I’d also like to share some fine short fiction I’ve encountered online:
“Care and Feeding” by Kate Broad (in The Rumpus): An emotionally wrenching picture of the fearful uncertainty which confronts us as we set about hoping to live.
“Reincarnated Into the MMORPG That Caused My Son to Flunk out of Life” by E. P. Tuazon (in Miracle Monocle): An abduction into a virtual world which promises escape but also forces a necessary confrontation.
“The Tender Axis” by Lindsey Drager (in The Kenyon Review): A sombre tale that steps through time to interweave creation, love, loss, fate, and Mary Shelley.
“House Hunting” by Mary Heitkamp (in Electric Literature): A thoroughly entertaining send-up of cutthroat bourgeois ambitions.
“The Song of the Bow” by Bee Sacks (in Electric Literature): A marvellously crafted meditation on desire and disappointment at opposing poles of permissiveness.
“Heaven and Earth, Horatio” by Steve Edwards (in Necessary Fiction): A brief elegiac piece which construes some kind of significance from senseless death.
“The Brothers Wham!” by Megan Giddings (in The Masters Review): I never would have imagined someone could squeeze magic out of Wham!, but these three pieces are delightful.
“Work, First” by Catherine Kim (in The Masters Review): The personal cost of a medical breakthrough when one’s world is in the grip of political terror.
“Love Story in Colored Glass” by Phoenix Alexander (in Uncharted): A love that splits across realities that shatter like glass.
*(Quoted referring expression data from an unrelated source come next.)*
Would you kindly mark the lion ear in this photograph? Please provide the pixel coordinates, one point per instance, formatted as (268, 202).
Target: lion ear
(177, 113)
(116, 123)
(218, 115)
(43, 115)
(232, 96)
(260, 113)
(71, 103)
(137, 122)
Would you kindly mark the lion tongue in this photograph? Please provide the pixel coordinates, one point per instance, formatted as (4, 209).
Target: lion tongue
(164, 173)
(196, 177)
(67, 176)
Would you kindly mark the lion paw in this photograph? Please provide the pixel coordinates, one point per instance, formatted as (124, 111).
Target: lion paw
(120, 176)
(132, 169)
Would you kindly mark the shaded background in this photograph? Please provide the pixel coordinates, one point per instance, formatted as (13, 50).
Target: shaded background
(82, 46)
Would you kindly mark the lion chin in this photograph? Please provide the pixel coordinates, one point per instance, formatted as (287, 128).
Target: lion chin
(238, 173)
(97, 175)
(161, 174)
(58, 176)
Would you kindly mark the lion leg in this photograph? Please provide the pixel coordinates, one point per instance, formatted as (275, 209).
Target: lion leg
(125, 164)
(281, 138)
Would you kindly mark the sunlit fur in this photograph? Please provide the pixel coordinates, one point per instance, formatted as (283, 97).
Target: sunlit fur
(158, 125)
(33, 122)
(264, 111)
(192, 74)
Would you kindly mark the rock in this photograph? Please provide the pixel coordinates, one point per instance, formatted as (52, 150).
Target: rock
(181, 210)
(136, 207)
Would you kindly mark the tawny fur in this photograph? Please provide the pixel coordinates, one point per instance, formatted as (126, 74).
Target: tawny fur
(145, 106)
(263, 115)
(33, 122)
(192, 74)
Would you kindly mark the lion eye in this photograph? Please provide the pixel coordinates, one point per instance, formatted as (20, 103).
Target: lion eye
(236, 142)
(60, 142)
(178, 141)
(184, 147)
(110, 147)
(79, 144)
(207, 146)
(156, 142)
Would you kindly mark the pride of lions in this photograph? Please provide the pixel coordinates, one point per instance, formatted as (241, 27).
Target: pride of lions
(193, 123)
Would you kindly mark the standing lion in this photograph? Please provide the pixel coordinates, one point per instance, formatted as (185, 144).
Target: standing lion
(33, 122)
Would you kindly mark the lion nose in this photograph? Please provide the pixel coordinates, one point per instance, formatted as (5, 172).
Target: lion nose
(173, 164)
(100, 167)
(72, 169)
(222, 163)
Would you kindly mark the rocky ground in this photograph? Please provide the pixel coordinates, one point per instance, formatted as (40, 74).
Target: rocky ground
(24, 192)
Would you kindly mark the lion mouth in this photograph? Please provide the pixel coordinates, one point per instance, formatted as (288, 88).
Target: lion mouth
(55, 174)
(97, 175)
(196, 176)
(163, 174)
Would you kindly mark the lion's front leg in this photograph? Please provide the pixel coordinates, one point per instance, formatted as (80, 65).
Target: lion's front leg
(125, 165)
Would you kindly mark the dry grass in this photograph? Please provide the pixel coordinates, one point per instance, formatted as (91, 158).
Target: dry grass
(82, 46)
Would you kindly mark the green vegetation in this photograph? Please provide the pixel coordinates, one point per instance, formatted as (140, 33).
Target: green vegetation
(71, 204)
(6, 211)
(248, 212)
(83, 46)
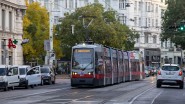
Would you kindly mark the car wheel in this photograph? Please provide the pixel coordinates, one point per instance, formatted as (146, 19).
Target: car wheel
(42, 83)
(53, 82)
(32, 86)
(50, 82)
(26, 86)
(13, 87)
(158, 85)
(181, 86)
(6, 88)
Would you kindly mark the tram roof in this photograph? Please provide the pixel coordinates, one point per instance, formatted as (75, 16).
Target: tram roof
(84, 45)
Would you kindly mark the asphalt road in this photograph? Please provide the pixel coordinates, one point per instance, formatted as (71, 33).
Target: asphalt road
(136, 92)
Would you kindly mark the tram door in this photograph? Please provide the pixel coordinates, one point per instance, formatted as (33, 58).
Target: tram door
(126, 66)
(108, 69)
Fine poetic spec-fic.
“The Observer’s Cage” by Marguerite Sheffer (in The Offing): On the discovery of a turbulent universe and the turbulence of loving too fully.
“The Journal of Anodyne Historical Documents” by Peter M. Kazon (in The Kenyon Review) – A hermit-crab piece, in form a personal encyclopedia, at heart a rumination on love lost to AIDS.
“Heart” by David James Poissant (in The Cincinnati Review): A flash piece of surprising poignancy, the sort to spur a think and then a rethink.
Something old
In case you’re interested, back in November 2022, sci-fi magazine Planet Scumm published my short story “Pharinexin”. Read the story here. (It’s also included in my short fiction chapbook Váried Parályses.)
Strangely enough, the germ of the story came as I pondered how tricky the legacy of colonialism must be for postcolonial people. I am reminded of how Gandhi, a lawyer by training, was said to have found the English system of law far superior to law as it had existed in India before colonialism. If I recall correctly, he thought it was more equitable.
Yet when a journalist asked Gandhi, “What do you think of Western civilization?” he is said to have answered, “I think it would be a good idea.”
Behind this quip, of course, must have lain a deep and painful awareness of how—let’s not even say “uncivilized”, but—how barbarically the Indian people were treated by their colonisers. See, for example, the Al Jazeera article “How British colonialism killed 100 million Indians in 40 years”—or, for the abridged version, just re-read that headline.
I can imagine a given Indian person feeling, most ardently, that this horrid legacy disqualifies anything English in origin from deserving to persist in their country. They might want to purge Indian law of its English influence. They might wish to purge the English language itself. This urge would be humanly understandable.
Yet if access to this language, or to this system of law, improves life for Indians, then another Indian person might resist the idea of throwing them out. They might even argue that the heavy toll India paid over the decades entitles it to use any ancillary benefits of colonialism as it sees fit.
It’s a complicated question with no easy answers. It also isn’t necessarily my story to tell. I began to woolgather on how the central complexity and tension might be transmogrified into an entirely different scenario, and eventually I wrote “Pharinexin”.